The administration of U.S. President Barack Obama has suggested that Israel extend the current moratorium on construction in West Bank settlements by an additional three months, in order resolve the disagreement surrounding the issue in recently relaunched direct peace talks between Israel and the Palestinians, the London-based Arabic language newspaper Asharq Al Awsat reported on Thursday.
In November, Prime Minister Benjamin Netanyahu declared a 10-month freeze on construction in West Bank settlements, which is set to expire in 10 days. Palestinian President Mahmoud Abbas and other senior Palestinian negotiators have announced repeatedly that if Israel resumes construction on territory they envision as part of the future Palestinian state, talks would immediately break down.
According to Asharq Al Awsat, Abbas has agreed to the U.S. suggestion, but Netanyahu has yet to respond.
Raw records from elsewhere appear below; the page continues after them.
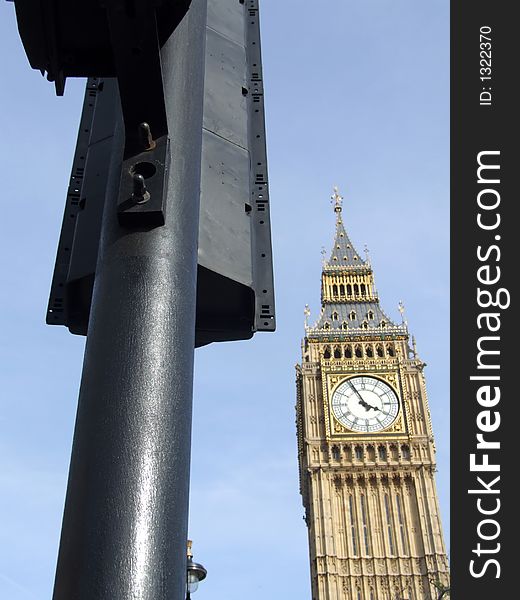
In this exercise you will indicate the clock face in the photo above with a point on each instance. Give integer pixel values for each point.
(365, 404)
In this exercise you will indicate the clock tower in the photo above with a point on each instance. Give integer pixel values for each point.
(365, 445)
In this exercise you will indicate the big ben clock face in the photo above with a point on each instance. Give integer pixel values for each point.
(365, 404)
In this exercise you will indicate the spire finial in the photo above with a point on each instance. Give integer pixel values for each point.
(337, 198)
(401, 310)
(307, 313)
(323, 256)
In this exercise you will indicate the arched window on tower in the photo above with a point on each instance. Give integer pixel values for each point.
(335, 453)
(394, 452)
(371, 454)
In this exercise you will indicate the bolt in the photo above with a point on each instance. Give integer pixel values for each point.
(140, 193)
(145, 136)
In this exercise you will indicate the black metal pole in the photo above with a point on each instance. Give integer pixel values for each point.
(125, 522)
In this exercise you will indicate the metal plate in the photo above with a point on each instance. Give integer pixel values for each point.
(225, 234)
(225, 89)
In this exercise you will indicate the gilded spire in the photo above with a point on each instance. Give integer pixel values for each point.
(337, 198)
(343, 252)
(348, 295)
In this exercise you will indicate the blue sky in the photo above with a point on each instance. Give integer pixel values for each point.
(356, 96)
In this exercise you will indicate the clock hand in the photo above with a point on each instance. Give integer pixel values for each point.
(361, 401)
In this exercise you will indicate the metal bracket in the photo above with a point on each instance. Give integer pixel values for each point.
(135, 43)
(142, 191)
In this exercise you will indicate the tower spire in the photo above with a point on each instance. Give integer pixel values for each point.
(337, 199)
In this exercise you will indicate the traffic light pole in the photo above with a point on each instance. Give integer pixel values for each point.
(124, 528)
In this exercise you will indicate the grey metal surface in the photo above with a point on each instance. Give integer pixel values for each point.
(227, 17)
(225, 235)
(125, 522)
(235, 234)
(225, 89)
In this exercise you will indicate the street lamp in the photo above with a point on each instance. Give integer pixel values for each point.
(195, 573)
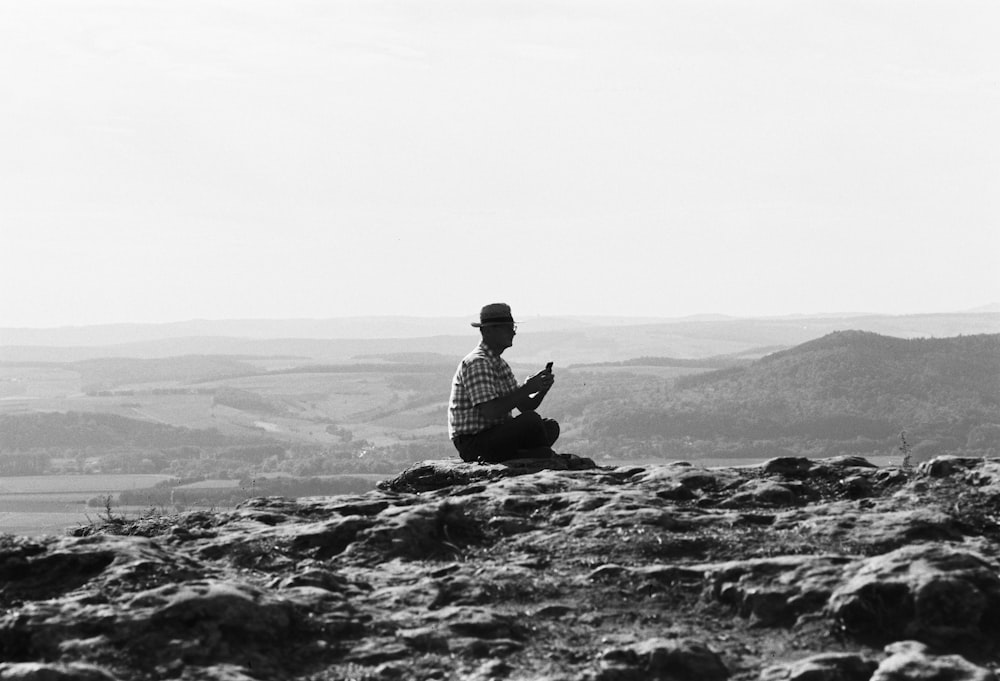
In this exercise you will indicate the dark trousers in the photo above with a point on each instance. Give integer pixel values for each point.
(509, 440)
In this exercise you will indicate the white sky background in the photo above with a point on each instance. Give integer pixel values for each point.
(167, 160)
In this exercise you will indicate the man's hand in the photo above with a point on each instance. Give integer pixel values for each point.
(540, 382)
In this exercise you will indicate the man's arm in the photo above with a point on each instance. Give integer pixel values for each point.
(526, 398)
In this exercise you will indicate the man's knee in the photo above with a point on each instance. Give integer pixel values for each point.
(551, 431)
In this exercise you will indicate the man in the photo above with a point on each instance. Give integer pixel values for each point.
(484, 394)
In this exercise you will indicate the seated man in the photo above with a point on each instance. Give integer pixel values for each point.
(484, 392)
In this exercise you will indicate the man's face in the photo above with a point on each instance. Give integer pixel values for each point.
(500, 336)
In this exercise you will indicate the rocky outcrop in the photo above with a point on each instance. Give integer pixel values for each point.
(831, 570)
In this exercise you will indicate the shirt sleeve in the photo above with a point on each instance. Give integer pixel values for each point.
(481, 384)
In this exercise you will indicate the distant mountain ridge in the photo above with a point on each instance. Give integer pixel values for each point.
(844, 386)
(564, 340)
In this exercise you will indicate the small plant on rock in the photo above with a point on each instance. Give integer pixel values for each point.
(904, 447)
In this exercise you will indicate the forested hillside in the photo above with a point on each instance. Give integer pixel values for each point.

The Prime Minister's Office issued a statement later Thursday morning, saying that "we don't comment on the content of negotiations. The position of Prime Minister Benjamin Netanyahu regarding the time period allotted in advance for the West Bank settlement freeze is well known, and hasn't changed."
Palestinian sources said Thursday that during their meeting in Jerusalem on Wednesday, Netanyahu told Abbas that Israel would resume construction in the settlements at the end of the month. Abbas reportedly replied that in that case, the Palestinians will have to withdraw from peace negotiations.
U.S. envoy George Mitchell, however, said Wednesday that the peace talks were being conducted more seriously and faster than the ones he brokered in Northern Ireland in the 1990s.
Mitchell particularly noted progress regarding the construction freeze in the West Bank settlements. Associates close to Netanyahu echoed the Palestinian claim that Netanyahu had stressed during the meeting that the moratorium would not be extended.